Fungicide-Tolerant Plant Growth-Promoting Rhizobacteria Mitigate Physiological Disruption of White Radish Caused by Fungicides Used in the Field Cultivation

Excessive use of fungicides in agriculture may result in substantial accumulation of active residues in soil, which affect crop health and yield. We investigated the response of Raphanus sativus (white radish) to fungicides in soil and potential beneficial interactions of radish plants with fungicide-tolerant plant growth-promoting rhizobacteria (PGPR). The PGPR were isolated from cabbage and mustard rhizospheres.
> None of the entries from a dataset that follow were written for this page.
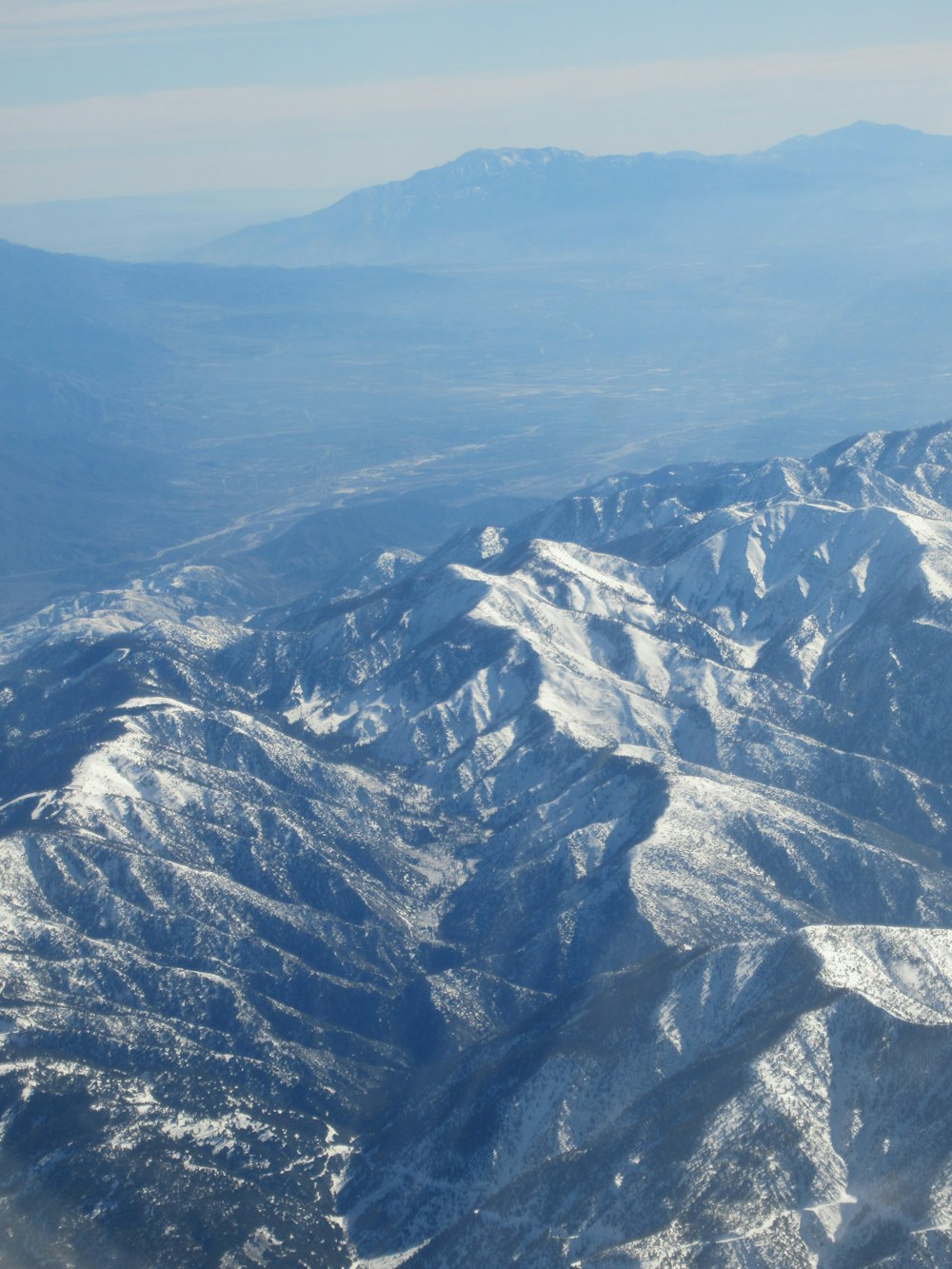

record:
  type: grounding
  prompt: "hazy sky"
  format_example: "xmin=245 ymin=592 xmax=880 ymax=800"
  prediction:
xmin=0 ymin=0 xmax=952 ymax=203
Morphological and biochemical characteristics measured using standard methods, together with analysis of partial 16S rRNA gene sequences, revealed that fungicide-tolerant PGPR, isolates PS3 and AZ2, were closely related to Pseudomonas spp. These PGPR survived in the presence of high fungicide concentrations i.e., up to 2400 μg mL−1 carbendazim (CBZM) and 3200 μg mL−1 hexaconazole (HEXA). Bacterial isolates produced plant growth stimulants even under fungicide stress, though fungicides induced surface morphological distortion and alteration in membrane permeability of these bacteria, which was proved by a set of microscopic observations. Fungicides considerably affected the germination efficiency, growth, and physiological development of R. sativus, but these effects were relieved when inoculated with PGPR isolates. For instance, CBZM at 1500 mg kg−1 decreased whole dry biomass by 71%, whole plant length by 54%, total chlorophyll by 50%, protein content by 61%, and carotenoid production by 29%. After applying isolate AZ2 for white radish grown in CBZM (10 mg kg−1)-amended soil, it could improve plant growth and development with increased whole plant dry weight (10%), entire plant length (13%) and total chlorophyll content (18%). Similarly, isolate PS3 enhanced plant survival by relieving plant stress with declined biomarkers, i.e., proline (12%), malondialdehyde (3%), ascorbate peroxidase (6.5%), catalase (18%), and glutathione reductase (4%). Application of isolates AZ2 and PS3 could be effective for remediation of fungicide-contaminated soil and for improving the cultivation of radish plants while minimizing inputs of fungicides.